The rain continues.  Today it was thunder-storms.  However, there was a brief respite.   During this short interval between storms, I ran out and checked the area around the rough opening for the loft window (the last window we needed to install). It was dry, so I decided to try to install the last window.  This was a small window, two feet by two feet, so it was easy to position but a bit small for leaning out of and putting in screws and taping edges etc.  I managed, but I still had to take a few trips up the ladder to put in additional screws and smooth out tape.  In the end, I got the last window installed and it feels good.


Between bouts of bad weather, the last window was finally installed!

Friday, June 14, 2013

Interior Trim

Near-continuous has prevented me from finishing the last bit of siding.  That does not mean that I have been able to do nothing.  Thumbing my nose at the heavy downpour outside, I took my act inside.  After a trip to Woodell and Daughters for supplies, I was ready to go. In a flurry of cutting, ripping, and nailing, I managed to finish the trim on the doors and windows of the sales area.  These are not the best photos, but it looks pretty nice in real life.

I have also contacted the construction company and soon the chimney will be installed.


Close-up of one of the windows.

Window and door trim.

Thursday, June 6, 2013

The Last Wall

Only one more wall left and we are done with the siding.  With that thought in mind, my new neighbor, Danny, came up to help with the last of the siding.  For any of you who have been following this blog, the difficulties with finishing this last wall will be familiar.  For those not familiar with the situation, I will provide a quick recap.  The back of the brewery is 30 feet tall from ground to ridgeline. Further, retaining walls on either side of the cellar entrance make reaching some parts of the wall from a ladder impossible.  I was beginning to feel this task was simply beyond me. But Danny had an idea.

Danny's idea, to over-simplify, consisted of building a platform/scaffold to set the ladder upon.  What we did was take a 2x12 that was long enough to span the retaining walls and add a cleat at the back and outriggers for stabilization.  In the center, a beam was added for additional support.  The ladder was then placed upon this scaffold.  This allowed the ladder to reach all areas of the walls from a level footing.

I admit that I was a bit scared of this whole set-up.  However, Danny is a very experienced carpenter and constructed the scaffold very well.  In the end we were able to use it all day with no mishaps.  Check out the photos to see just how much we accomplished.
Danny's scaffold/platform in place with one ladder.

So close to being done, we can taste it

Tuesday, June 4, 2013

Making A Bit Of Lager

Today I decided to take a bit of a break from brewery building and brew a beer.  A hard decision, but we are at a part of the construction that is particularly difficult.

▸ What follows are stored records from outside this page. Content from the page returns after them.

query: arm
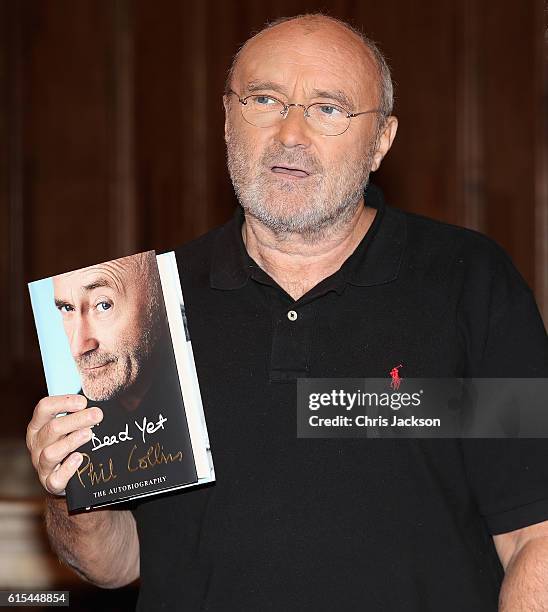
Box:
[46,495,139,589]
[493,521,548,612]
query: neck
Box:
[118,329,170,412]
[242,199,376,300]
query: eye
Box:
[253,96,279,106]
[317,104,345,117]
[57,304,74,313]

That, coupled with the fact that I had some help lined up for Thursday, made staying inside and brewing a less guilt-bearing choice.  Besides, I did not spend the whole day inside, I took Banana for two walks.  The woods are getting very thick!

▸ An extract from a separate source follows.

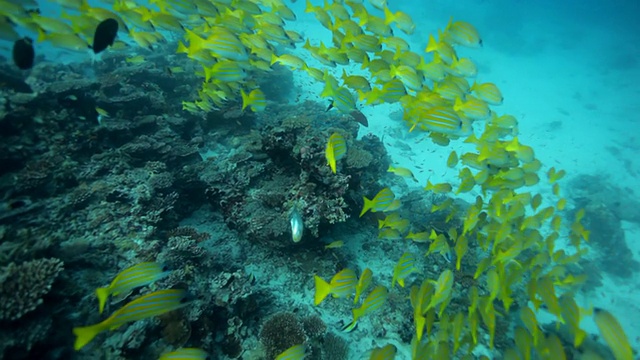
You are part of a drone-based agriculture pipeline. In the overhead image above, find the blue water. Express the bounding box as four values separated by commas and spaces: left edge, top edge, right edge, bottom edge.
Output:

For this brew I decided to experiment.  I guess that it could be said that, like a true artist, I experiment with every brew.  This time, though, I decided to be a bit more controlled.  I duplicated the original recipe for New England Cream Lager but substituted Chinook hops for the original.  I have never used Chinook but, after doing some research, decided to give them a try.   By making the hops the only thing I changed between the two recipes, I should get a pretty good idea of what type of flavor Chinook hops provide, at least in a lager.

I had always considered Chinook hops a hop for the heavy "double IPAs".  I do not know where I acquired that prejudice, but, perhaps, it is the impetus for me using it in a lager.  Maybe it was just my recent hop research.  Either way the deed is done and the results we be reported here, Dear Reader.